The only big difference between this and the comic is the omission of the giant kaiju monster that wrecked New York City. It’s replaced here with a more realistic threat but I felt like the kaiju thing was always really cool and I feel like it would have worked in the film. But it’s exclusion doesn’t really hurt the movie. I’m just baffled as to why it was changed when everything else is so damn close to the source material. Plus, kaiju make everything better.

I thought that the acting in the film was exceptional and as great as it is, there are two people who really stole the show: Jackie Earle Haley as Rorschach and Jeffrey Dean Morgan as the Comedian. These two guys had an incredible presence when they were on the screen. This was also the first time I noticed Morgan and I’m glad to see him carve out a fine career since this picture.

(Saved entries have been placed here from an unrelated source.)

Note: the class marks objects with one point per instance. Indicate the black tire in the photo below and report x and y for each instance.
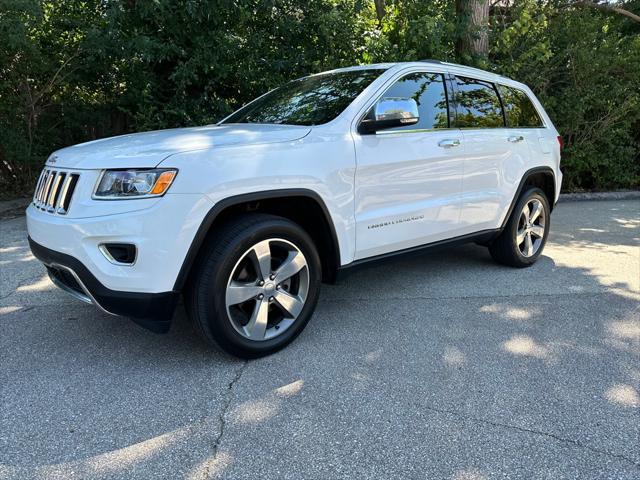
(205, 293)
(505, 248)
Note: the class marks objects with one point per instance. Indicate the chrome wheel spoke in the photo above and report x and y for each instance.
(262, 303)
(537, 210)
(292, 265)
(290, 303)
(537, 231)
(257, 325)
(241, 292)
(526, 212)
(528, 244)
(262, 253)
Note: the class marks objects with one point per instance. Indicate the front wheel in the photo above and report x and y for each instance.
(256, 286)
(525, 234)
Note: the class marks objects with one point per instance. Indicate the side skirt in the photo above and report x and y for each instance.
(482, 237)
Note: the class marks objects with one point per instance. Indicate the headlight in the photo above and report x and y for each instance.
(124, 184)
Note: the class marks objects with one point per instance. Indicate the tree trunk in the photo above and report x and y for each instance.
(472, 45)
(380, 10)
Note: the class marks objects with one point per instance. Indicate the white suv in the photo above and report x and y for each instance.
(245, 218)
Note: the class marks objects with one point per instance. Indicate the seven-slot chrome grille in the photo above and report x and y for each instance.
(54, 191)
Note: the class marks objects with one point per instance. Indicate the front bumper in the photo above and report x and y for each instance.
(150, 310)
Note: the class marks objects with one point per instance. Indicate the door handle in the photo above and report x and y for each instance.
(448, 143)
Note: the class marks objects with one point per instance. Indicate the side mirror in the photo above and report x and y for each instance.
(390, 113)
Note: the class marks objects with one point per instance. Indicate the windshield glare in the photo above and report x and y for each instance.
(307, 101)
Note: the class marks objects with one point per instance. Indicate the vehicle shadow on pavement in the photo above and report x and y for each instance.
(445, 365)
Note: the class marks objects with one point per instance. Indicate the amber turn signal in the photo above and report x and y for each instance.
(164, 181)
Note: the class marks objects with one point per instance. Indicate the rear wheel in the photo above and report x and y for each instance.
(256, 287)
(525, 234)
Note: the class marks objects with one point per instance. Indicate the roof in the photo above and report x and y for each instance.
(456, 68)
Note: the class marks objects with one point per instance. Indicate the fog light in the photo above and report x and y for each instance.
(119, 253)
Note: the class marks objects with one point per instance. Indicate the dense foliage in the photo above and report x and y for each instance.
(74, 70)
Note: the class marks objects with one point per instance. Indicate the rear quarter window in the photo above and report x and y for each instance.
(478, 104)
(519, 110)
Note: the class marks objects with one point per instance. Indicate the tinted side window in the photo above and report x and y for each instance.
(519, 110)
(478, 104)
(427, 89)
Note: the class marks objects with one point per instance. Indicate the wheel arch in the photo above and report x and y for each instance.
(302, 206)
(541, 177)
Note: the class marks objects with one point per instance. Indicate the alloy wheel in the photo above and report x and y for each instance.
(267, 289)
(531, 228)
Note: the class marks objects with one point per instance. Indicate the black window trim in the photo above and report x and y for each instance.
(383, 89)
(543, 123)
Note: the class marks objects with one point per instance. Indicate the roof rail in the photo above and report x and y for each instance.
(428, 60)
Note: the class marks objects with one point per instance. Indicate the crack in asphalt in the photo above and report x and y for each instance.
(222, 422)
(516, 428)
(472, 297)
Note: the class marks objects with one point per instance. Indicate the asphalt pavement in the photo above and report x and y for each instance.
(441, 366)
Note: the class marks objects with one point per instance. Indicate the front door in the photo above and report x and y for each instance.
(409, 179)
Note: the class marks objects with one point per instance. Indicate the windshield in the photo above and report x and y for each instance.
(307, 101)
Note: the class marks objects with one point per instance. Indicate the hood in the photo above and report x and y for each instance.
(148, 149)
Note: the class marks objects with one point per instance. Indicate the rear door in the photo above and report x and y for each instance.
(495, 155)
(409, 179)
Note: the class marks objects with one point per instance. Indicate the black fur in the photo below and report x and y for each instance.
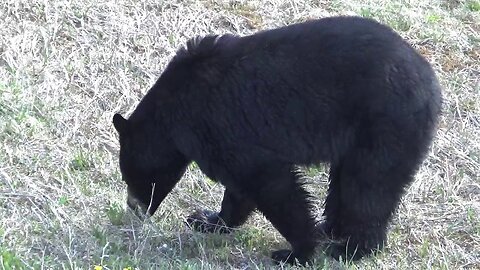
(343, 90)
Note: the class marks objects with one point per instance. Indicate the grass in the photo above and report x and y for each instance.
(67, 67)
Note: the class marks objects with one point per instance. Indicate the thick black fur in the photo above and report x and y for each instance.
(343, 90)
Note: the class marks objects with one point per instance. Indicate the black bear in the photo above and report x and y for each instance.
(344, 90)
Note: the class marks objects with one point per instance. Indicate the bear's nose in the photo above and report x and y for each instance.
(138, 208)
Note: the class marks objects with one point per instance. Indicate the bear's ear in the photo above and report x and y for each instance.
(120, 123)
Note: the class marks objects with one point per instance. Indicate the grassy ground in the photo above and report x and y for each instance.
(67, 66)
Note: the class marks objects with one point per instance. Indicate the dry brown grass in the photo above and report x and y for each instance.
(67, 66)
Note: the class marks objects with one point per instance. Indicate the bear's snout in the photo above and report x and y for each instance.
(138, 208)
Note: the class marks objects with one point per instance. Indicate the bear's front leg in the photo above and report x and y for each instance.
(235, 211)
(280, 196)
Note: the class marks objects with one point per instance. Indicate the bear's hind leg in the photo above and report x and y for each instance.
(371, 184)
(234, 212)
(329, 226)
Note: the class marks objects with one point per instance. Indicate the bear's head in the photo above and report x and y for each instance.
(149, 164)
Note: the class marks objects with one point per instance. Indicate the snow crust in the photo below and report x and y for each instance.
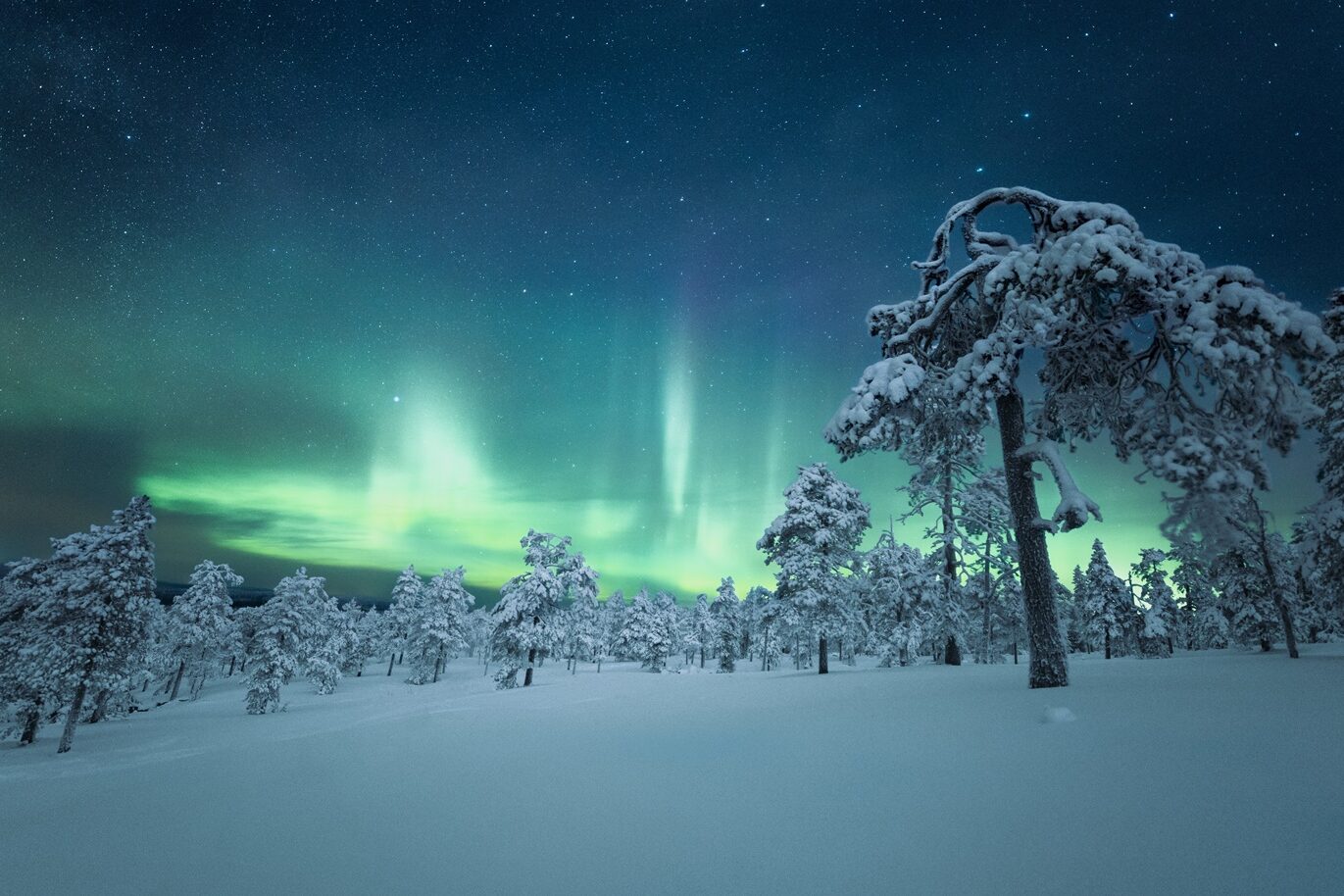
(919, 779)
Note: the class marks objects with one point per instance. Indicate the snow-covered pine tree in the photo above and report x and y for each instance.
(200, 623)
(1108, 603)
(1116, 320)
(815, 543)
(246, 622)
(29, 680)
(1321, 529)
(583, 626)
(1235, 523)
(97, 590)
(727, 623)
(524, 616)
(357, 628)
(583, 620)
(522, 622)
(1205, 623)
(700, 628)
(764, 619)
(288, 624)
(613, 622)
(324, 650)
(901, 586)
(401, 613)
(649, 631)
(438, 627)
(1160, 614)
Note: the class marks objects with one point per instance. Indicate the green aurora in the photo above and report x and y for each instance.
(363, 297)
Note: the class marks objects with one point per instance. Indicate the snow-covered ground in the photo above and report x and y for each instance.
(1214, 772)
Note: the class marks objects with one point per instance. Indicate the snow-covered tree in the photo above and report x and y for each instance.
(612, 621)
(699, 634)
(438, 628)
(1108, 603)
(583, 622)
(1160, 614)
(29, 673)
(361, 633)
(525, 613)
(401, 614)
(97, 591)
(1205, 622)
(901, 584)
(1181, 366)
(1321, 528)
(815, 543)
(727, 624)
(289, 623)
(200, 623)
(763, 612)
(523, 622)
(649, 631)
(1235, 523)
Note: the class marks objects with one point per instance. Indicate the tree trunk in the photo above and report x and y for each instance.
(31, 717)
(176, 678)
(952, 655)
(1271, 583)
(531, 656)
(1049, 664)
(75, 708)
(100, 706)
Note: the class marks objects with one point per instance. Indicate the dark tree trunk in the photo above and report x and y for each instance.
(952, 656)
(176, 680)
(1271, 583)
(75, 708)
(1049, 664)
(31, 717)
(100, 706)
(531, 656)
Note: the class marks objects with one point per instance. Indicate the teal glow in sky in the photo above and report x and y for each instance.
(357, 290)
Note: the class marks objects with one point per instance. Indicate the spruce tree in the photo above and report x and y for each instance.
(815, 543)
(727, 623)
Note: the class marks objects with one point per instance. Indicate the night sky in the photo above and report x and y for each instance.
(358, 285)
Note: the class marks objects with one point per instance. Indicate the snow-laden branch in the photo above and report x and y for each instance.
(1074, 507)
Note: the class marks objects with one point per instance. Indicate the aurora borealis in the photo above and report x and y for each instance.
(358, 286)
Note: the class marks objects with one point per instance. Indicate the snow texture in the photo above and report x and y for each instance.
(930, 778)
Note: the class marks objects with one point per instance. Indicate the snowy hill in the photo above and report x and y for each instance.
(1210, 772)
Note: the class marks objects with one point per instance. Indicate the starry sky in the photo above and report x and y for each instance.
(358, 285)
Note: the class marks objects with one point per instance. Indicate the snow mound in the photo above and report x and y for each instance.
(1054, 715)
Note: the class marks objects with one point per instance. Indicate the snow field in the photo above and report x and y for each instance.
(1210, 772)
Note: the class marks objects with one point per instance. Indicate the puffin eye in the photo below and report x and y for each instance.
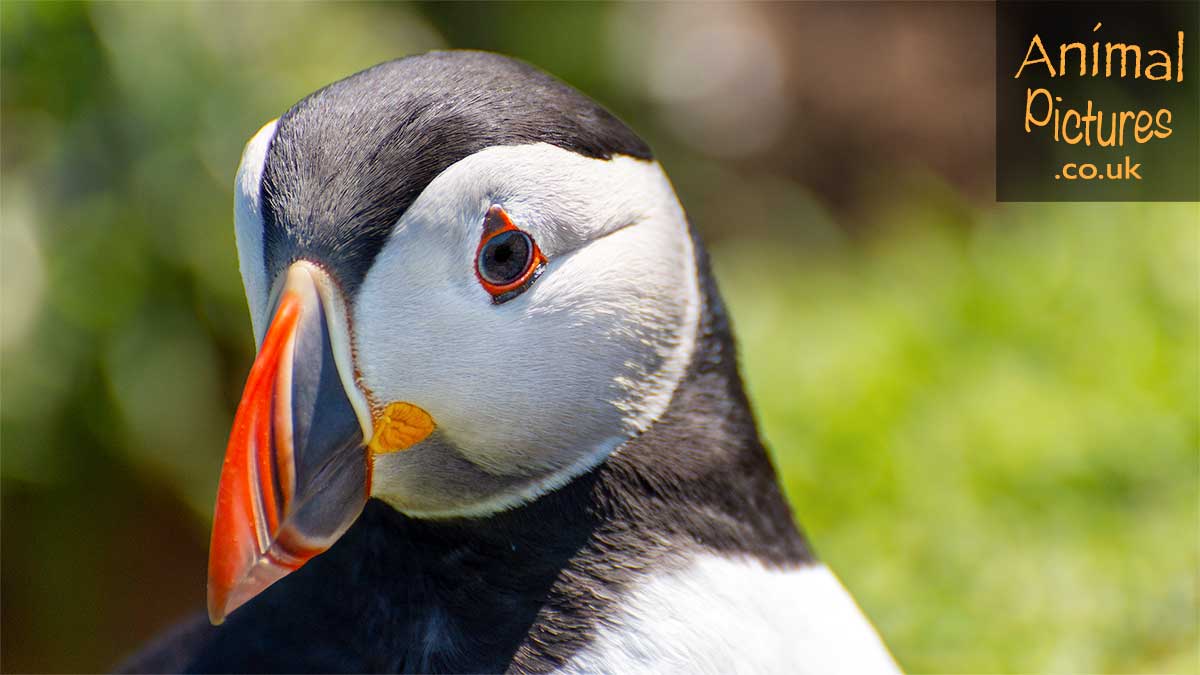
(508, 260)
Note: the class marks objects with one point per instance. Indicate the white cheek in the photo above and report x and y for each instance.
(588, 356)
(249, 225)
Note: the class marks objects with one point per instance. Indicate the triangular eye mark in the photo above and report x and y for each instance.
(508, 260)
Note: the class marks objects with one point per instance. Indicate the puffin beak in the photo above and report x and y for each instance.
(297, 471)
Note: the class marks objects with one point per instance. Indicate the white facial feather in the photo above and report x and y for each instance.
(247, 215)
(547, 383)
(719, 615)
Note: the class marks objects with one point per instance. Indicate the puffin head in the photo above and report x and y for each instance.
(468, 284)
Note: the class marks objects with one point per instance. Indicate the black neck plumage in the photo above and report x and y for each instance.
(523, 589)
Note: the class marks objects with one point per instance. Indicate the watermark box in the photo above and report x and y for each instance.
(1098, 101)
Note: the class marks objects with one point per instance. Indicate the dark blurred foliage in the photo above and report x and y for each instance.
(985, 417)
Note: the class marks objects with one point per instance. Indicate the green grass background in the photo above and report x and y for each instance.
(985, 416)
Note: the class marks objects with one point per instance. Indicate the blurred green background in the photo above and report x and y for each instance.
(985, 416)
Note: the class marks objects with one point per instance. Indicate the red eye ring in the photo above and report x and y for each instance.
(508, 260)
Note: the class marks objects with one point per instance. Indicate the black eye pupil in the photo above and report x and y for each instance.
(505, 257)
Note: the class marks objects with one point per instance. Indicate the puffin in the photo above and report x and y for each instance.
(496, 422)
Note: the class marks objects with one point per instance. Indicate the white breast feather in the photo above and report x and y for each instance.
(720, 615)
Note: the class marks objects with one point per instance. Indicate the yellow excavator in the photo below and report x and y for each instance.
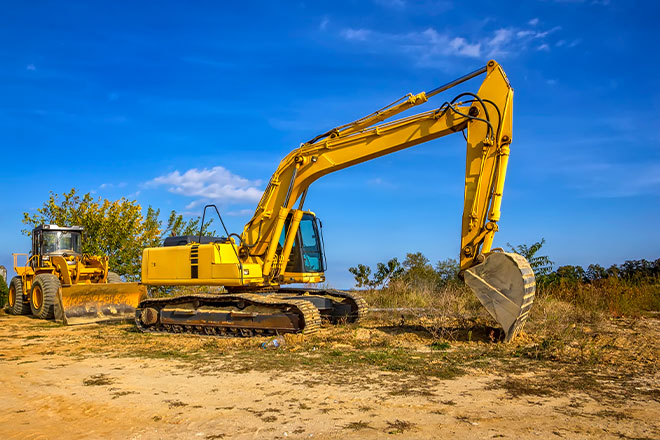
(58, 282)
(282, 243)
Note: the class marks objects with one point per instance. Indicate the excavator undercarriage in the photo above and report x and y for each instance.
(285, 310)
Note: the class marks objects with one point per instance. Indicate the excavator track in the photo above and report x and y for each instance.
(358, 306)
(238, 315)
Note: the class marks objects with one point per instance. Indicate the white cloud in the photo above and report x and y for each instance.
(217, 184)
(430, 46)
(394, 4)
(356, 34)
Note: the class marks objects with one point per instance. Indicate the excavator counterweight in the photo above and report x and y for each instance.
(282, 243)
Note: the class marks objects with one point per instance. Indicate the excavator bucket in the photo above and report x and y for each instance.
(505, 285)
(89, 303)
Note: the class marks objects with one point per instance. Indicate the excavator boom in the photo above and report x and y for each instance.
(280, 244)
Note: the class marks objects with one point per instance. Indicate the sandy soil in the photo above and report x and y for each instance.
(54, 387)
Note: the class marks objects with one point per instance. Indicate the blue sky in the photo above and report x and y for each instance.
(176, 104)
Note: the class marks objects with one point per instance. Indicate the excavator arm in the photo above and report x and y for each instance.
(487, 118)
(282, 244)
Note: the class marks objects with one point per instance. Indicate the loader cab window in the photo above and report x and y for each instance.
(60, 242)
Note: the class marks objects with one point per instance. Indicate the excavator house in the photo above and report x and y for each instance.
(282, 243)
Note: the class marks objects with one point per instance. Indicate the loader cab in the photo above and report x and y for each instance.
(50, 240)
(307, 254)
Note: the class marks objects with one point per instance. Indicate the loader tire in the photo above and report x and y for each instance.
(114, 278)
(18, 305)
(44, 296)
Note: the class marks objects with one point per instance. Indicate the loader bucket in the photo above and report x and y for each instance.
(505, 285)
(88, 303)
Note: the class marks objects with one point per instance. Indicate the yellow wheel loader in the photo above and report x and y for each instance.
(59, 282)
(282, 244)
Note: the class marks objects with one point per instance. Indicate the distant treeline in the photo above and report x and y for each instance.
(417, 270)
(631, 270)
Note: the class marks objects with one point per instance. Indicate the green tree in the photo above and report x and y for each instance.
(447, 271)
(386, 272)
(118, 229)
(418, 270)
(361, 273)
(541, 264)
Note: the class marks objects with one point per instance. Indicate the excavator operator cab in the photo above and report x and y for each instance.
(307, 253)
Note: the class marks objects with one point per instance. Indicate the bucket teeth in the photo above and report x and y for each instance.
(505, 285)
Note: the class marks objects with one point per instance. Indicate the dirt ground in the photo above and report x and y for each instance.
(107, 381)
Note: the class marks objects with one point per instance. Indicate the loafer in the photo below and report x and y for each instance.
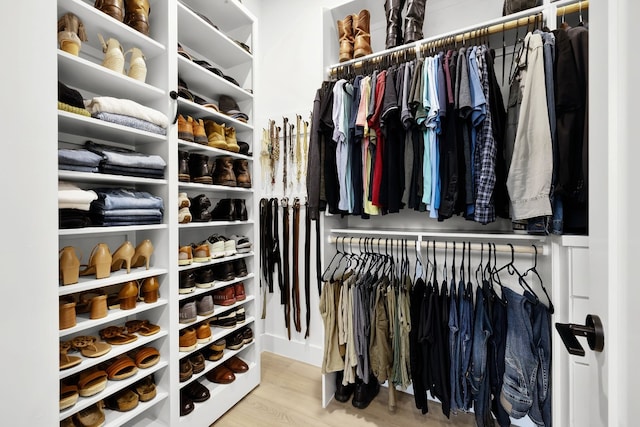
(236, 365)
(197, 392)
(188, 313)
(187, 282)
(205, 305)
(224, 296)
(221, 375)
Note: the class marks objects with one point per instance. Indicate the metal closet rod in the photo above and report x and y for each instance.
(355, 241)
(460, 36)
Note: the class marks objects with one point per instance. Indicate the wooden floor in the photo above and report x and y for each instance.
(290, 395)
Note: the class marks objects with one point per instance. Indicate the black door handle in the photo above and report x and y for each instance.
(592, 329)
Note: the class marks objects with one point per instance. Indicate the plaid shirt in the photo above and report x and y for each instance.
(484, 157)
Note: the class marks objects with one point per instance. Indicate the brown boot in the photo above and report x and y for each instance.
(362, 43)
(137, 15)
(241, 169)
(345, 38)
(113, 8)
(223, 173)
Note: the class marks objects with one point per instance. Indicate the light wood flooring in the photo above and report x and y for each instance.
(290, 395)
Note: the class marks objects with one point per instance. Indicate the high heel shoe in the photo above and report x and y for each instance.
(99, 262)
(137, 65)
(69, 265)
(113, 55)
(143, 254)
(123, 255)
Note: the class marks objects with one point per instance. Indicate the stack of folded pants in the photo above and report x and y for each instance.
(74, 205)
(122, 161)
(121, 206)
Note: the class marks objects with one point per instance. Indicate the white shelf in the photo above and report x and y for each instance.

Malin Åkerman and Patrick Wilson carry the bulk of the acting duties, as the story seems to feature them the most, even though it balances all these characters very well. I thought both of them put in solid performances. But I can’t really knock anyone in the movie for not carrying their weight and doing the source material justice.

This was and still is the greatest thing that Zack Snyder has ever directed. I’m not trying to knock his more recent work but I feel like he’s always trying to recapture the lightning in a bottle that he had here and it just isn’t working on the same level for him.

The Ultimate Cut is very long, almost four hours. However, it moves swiftly and a lot of ground is covered in that time. As I get older, I don’t have the attention span to sit and watch long movies like this in one sitting but the length didn’t bother me here. I was glued to the screen and sucked into this universe.

I’m glad that I finally got to revisit Watchmen and that I went with the Ultimate Cut. This should be the version that everyone watches and the only one that exists.

Rating: 9.5/10
Pairs well with: it’s pretty damn unique but I guess if you needed to pair it with something, Blade Runner or The Dark Knight.